I smile. But I’m also on alert now, wondering how he’s going to react to such a low blow to his ego. Wondering how I’m going to handle just sitting here and watching it happen, because I can’t spring out of the shadows to save her.
He simply scratches the back of his head. Maybe he’s used to this level of abuse from her. Maybe he likes it. “That’s a good one of Ned. He would have loved that,” he offers, suddenly switching to standard English.
A pause and then, “Thanks.” Her voice softens instantly.
“I guess you’re cuttin’ it now?”
She drags the ladder over to the mostly blank canvas of wall beside him. “I’m just getting started.” Her lithe body climbs the steps to the top, to stretch on the tiptoes of her Doc Martens, reaching as far as she can with seemingly no concern about falling.
With a sigh of relief, I settle back against the wall with arms folded over my chest, curious to see what she’s going to come up with now. People so rarely surprise me anymore, but I have a feeling she might.
The latest song ends and a new one begins, with a stronger, more mesmerizing beat. While she needs to keep her hips and feet still for balance, her free hand begins waving and dipping with the rhythm as her other hand lays waste to the wall with large sweeps of black paint. It’s another face, I can tell. Apparently she has a thing for drawing faces, if this and her sketchbook at home are any indication.

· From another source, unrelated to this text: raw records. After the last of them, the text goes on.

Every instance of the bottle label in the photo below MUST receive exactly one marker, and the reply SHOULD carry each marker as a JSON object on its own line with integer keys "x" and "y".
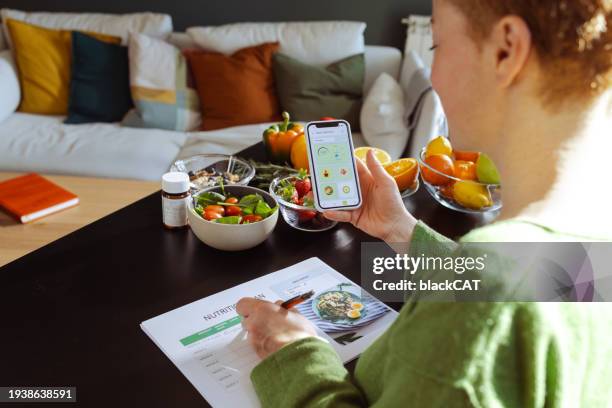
{"x": 175, "y": 211}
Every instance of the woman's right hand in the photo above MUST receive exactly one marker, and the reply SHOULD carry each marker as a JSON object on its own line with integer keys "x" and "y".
{"x": 382, "y": 213}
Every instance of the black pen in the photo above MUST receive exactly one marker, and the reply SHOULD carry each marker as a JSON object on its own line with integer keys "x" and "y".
{"x": 294, "y": 301}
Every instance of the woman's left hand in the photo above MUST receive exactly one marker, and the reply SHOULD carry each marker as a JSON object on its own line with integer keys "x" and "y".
{"x": 270, "y": 326}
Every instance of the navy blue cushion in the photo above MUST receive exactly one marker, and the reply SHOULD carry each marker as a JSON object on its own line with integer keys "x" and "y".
{"x": 100, "y": 83}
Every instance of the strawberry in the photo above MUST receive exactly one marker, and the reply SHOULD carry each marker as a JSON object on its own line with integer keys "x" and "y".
{"x": 306, "y": 215}
{"x": 295, "y": 198}
{"x": 303, "y": 186}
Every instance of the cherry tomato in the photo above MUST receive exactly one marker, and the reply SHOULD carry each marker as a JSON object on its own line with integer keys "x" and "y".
{"x": 247, "y": 219}
{"x": 211, "y": 215}
{"x": 465, "y": 170}
{"x": 215, "y": 208}
{"x": 467, "y": 156}
{"x": 233, "y": 210}
{"x": 306, "y": 215}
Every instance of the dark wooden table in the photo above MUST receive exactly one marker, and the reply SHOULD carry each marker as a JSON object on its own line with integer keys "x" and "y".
{"x": 70, "y": 311}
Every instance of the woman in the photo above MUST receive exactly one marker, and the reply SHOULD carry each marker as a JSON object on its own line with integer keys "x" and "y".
{"x": 529, "y": 82}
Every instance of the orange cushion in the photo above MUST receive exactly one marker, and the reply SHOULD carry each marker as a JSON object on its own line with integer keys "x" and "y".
{"x": 235, "y": 90}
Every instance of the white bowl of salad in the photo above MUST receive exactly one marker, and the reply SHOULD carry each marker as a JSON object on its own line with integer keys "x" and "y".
{"x": 232, "y": 218}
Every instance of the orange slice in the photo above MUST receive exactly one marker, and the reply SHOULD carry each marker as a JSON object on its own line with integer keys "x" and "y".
{"x": 404, "y": 171}
{"x": 382, "y": 156}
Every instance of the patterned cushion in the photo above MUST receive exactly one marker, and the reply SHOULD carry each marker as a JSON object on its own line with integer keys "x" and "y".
{"x": 161, "y": 89}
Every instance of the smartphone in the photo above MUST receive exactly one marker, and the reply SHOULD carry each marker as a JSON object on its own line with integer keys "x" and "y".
{"x": 333, "y": 171}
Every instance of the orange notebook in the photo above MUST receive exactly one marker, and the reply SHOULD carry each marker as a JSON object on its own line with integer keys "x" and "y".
{"x": 32, "y": 196}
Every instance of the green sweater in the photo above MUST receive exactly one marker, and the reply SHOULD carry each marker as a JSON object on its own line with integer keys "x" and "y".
{"x": 458, "y": 354}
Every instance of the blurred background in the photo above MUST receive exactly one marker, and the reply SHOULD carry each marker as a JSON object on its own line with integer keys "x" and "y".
{"x": 384, "y": 17}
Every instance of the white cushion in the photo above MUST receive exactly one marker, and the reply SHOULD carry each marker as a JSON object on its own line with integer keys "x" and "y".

“Hey. You got a light?” A raspy whisper calls out from my left, about ten feet away, where the guy has sat quietly for the past hour.
“No.”
He shuffles over, closer, until the pungent smell of him has my nostrils flaring. “How about a twenty, then?”
I don’t answer. While my patience can be infinite for a specific task, it’s almost nonexistent for late-night junkies trying to accost someone minding his own business.
“Come on, man!”
I should have expected this. They don’t like it when you ignore them.

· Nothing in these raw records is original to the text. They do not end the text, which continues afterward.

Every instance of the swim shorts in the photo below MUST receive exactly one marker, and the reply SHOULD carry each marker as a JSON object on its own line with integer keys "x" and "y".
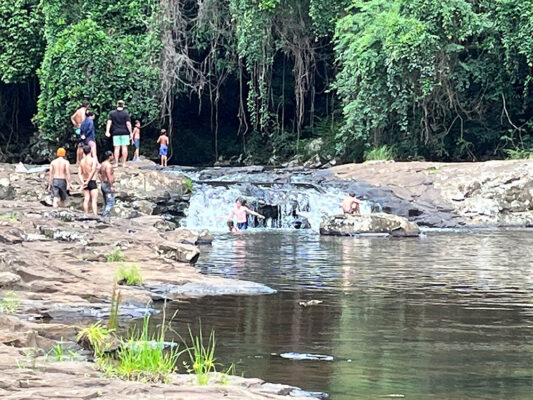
{"x": 91, "y": 185}
{"x": 121, "y": 140}
{"x": 59, "y": 188}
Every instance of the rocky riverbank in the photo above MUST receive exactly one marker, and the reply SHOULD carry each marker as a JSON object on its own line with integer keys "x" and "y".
{"x": 58, "y": 266}
{"x": 493, "y": 193}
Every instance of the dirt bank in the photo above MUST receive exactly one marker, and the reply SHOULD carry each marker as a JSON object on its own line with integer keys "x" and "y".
{"x": 493, "y": 193}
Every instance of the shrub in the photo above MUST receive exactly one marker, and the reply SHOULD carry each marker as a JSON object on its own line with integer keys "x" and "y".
{"x": 130, "y": 276}
{"x": 379, "y": 153}
{"x": 115, "y": 256}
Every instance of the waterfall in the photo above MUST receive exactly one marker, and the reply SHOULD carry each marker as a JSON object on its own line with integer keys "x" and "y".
{"x": 288, "y": 205}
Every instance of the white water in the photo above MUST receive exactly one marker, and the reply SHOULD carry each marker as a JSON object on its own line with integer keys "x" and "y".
{"x": 211, "y": 205}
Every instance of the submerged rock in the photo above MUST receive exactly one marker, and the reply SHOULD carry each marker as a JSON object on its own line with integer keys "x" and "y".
{"x": 378, "y": 223}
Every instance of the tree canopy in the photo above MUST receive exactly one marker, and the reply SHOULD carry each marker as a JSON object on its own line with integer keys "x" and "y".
{"x": 263, "y": 78}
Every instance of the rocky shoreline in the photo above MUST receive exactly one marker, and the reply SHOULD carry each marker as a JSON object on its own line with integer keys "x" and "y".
{"x": 56, "y": 261}
{"x": 56, "y": 264}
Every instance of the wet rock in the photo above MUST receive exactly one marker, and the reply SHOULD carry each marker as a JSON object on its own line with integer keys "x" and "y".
{"x": 189, "y": 236}
{"x": 379, "y": 223}
{"x": 8, "y": 279}
{"x": 180, "y": 252}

It’s unlikely our voices will carry over the music, unless this junkie gets more irate, which is possible. Ivy can’t be so oblivious to expect that they are the only ones here, but if she discovers me, there’s no way to explain why I am, too.
“I just need a fix and I’ll be good. Just help me out with—”

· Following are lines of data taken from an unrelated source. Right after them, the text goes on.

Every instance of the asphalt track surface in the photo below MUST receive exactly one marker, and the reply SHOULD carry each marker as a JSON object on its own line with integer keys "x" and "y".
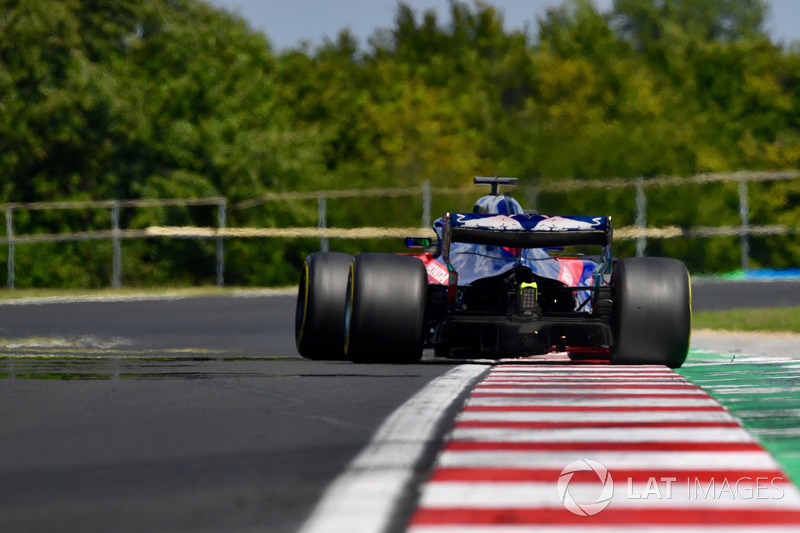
{"x": 195, "y": 414}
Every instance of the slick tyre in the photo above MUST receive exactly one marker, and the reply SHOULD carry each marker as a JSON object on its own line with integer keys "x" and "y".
{"x": 319, "y": 320}
{"x": 652, "y": 312}
{"x": 385, "y": 315}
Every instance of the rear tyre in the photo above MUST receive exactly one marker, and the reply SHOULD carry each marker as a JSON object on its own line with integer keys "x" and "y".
{"x": 653, "y": 311}
{"x": 385, "y": 311}
{"x": 319, "y": 319}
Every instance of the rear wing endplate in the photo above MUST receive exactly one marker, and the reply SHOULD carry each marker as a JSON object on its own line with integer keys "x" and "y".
{"x": 529, "y": 231}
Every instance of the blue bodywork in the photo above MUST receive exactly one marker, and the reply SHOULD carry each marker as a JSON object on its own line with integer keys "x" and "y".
{"x": 499, "y": 217}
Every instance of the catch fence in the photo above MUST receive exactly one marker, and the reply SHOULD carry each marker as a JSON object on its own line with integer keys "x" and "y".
{"x": 638, "y": 231}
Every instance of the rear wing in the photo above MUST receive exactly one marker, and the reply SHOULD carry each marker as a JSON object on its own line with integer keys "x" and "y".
{"x": 527, "y": 231}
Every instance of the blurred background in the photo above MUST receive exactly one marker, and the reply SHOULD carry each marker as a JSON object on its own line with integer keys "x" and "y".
{"x": 120, "y": 118}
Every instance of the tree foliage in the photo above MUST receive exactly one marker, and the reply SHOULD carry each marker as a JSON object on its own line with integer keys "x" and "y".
{"x": 173, "y": 98}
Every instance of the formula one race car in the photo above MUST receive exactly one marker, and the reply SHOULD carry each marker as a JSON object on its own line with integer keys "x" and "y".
{"x": 496, "y": 284}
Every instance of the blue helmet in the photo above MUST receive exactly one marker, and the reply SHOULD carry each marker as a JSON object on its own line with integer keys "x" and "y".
{"x": 497, "y": 205}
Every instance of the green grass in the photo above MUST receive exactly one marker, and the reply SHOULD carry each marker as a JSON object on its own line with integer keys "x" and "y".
{"x": 772, "y": 319}
{"x": 6, "y": 294}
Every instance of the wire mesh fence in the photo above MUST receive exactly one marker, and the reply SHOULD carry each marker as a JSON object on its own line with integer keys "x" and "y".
{"x": 637, "y": 205}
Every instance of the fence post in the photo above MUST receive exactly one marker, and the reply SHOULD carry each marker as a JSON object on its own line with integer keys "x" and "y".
{"x": 10, "y": 237}
{"x": 222, "y": 219}
{"x": 641, "y": 217}
{"x": 322, "y": 221}
{"x": 116, "y": 267}
{"x": 426, "y": 204}
{"x": 744, "y": 232}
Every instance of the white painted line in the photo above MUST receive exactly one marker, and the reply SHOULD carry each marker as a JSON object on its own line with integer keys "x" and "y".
{"x": 364, "y": 496}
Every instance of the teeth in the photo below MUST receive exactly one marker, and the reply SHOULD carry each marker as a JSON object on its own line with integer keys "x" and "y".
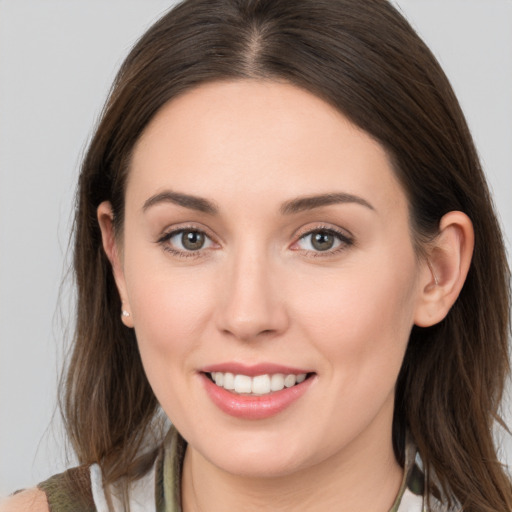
{"x": 277, "y": 382}
{"x": 243, "y": 383}
{"x": 261, "y": 385}
{"x": 258, "y": 385}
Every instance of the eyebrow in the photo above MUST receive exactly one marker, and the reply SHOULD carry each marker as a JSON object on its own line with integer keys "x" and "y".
{"x": 187, "y": 201}
{"x": 301, "y": 204}
{"x": 296, "y": 205}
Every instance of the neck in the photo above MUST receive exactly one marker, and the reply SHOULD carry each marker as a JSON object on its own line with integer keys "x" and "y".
{"x": 363, "y": 477}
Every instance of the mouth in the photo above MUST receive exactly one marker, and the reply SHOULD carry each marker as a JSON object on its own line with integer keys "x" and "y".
{"x": 257, "y": 385}
{"x": 255, "y": 392}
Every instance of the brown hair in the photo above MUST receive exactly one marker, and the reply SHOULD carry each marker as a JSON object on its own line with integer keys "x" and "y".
{"x": 363, "y": 58}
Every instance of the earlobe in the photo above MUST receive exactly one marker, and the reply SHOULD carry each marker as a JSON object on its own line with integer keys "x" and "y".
{"x": 445, "y": 268}
{"x": 111, "y": 248}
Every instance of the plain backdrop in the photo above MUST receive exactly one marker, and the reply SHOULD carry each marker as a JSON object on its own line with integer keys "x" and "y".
{"x": 57, "y": 60}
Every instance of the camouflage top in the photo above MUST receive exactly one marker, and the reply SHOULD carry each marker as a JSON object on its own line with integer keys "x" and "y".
{"x": 81, "y": 490}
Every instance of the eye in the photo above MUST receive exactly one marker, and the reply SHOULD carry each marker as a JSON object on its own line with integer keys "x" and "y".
{"x": 323, "y": 240}
{"x": 186, "y": 240}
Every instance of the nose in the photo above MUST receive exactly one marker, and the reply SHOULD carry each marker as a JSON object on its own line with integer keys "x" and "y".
{"x": 251, "y": 304}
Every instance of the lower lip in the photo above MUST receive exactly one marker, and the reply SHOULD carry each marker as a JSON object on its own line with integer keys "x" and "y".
{"x": 253, "y": 407}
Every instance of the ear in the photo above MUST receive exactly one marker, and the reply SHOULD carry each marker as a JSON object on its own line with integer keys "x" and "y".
{"x": 445, "y": 268}
{"x": 112, "y": 250}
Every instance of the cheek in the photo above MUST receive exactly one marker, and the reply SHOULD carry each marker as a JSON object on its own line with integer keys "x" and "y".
{"x": 361, "y": 317}
{"x": 168, "y": 307}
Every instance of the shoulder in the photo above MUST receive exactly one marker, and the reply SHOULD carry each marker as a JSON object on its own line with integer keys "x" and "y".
{"x": 31, "y": 500}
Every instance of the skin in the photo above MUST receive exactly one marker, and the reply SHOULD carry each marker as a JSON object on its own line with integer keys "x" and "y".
{"x": 259, "y": 291}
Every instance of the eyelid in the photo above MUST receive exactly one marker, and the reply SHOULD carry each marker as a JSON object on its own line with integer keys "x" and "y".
{"x": 174, "y": 230}
{"x": 345, "y": 238}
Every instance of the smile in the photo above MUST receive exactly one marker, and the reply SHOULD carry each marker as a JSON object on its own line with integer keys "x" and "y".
{"x": 258, "y": 385}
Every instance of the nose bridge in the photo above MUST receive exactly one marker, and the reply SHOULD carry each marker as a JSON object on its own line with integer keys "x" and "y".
{"x": 251, "y": 304}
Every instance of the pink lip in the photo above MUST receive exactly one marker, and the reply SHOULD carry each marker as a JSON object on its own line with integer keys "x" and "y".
{"x": 252, "y": 370}
{"x": 254, "y": 407}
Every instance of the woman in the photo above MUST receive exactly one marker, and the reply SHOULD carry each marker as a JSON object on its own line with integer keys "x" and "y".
{"x": 284, "y": 240}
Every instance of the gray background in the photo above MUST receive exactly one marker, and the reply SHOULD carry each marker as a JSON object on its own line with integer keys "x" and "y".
{"x": 57, "y": 60}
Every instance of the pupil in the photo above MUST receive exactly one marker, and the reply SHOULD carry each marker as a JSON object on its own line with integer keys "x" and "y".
{"x": 192, "y": 240}
{"x": 322, "y": 241}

His voice cuts out as soon as my fist delivers an uppercut under his jaw. I grab hold of his filthy body to ease it down carefully. He should be out for a while.
Hoping that earns me some peace, I continue watching Ivy work, until the face begins to take shape. A man, with black hair and a long, slender nose and square jaw. It’s hard to tell what color his eyes are from this distance, and the poor lighting, but I can tell they’re dark. It’s not until she begins spraying the outline of a short, sculpted beard that I realize who the man is.
She’s painting me.
My face, on the wall of this dilapidated, condemned building.
It shouldn’t please me, and yet it does.
I smile. I’ve gotten inside her head without even trying.
I’ve been trained to resist the urges of sleep, to push myself longer and further than a normal human being. I’ve survived on no more than four hours of rest per night for weeks at a time. Many nights, I rely on Ambien to drift off. But I’ve been awake for nearly two days now, aside from that short catnap in my car, and my eyes burn with exhaustion.
Still, I tail Ivy as she walks the length of Ocean Beach, her sketchbook tucked under an arm. The rising sun and quiet streets make it more difficult, but I manage to keep my presence unknown, because that’s what I’m good at.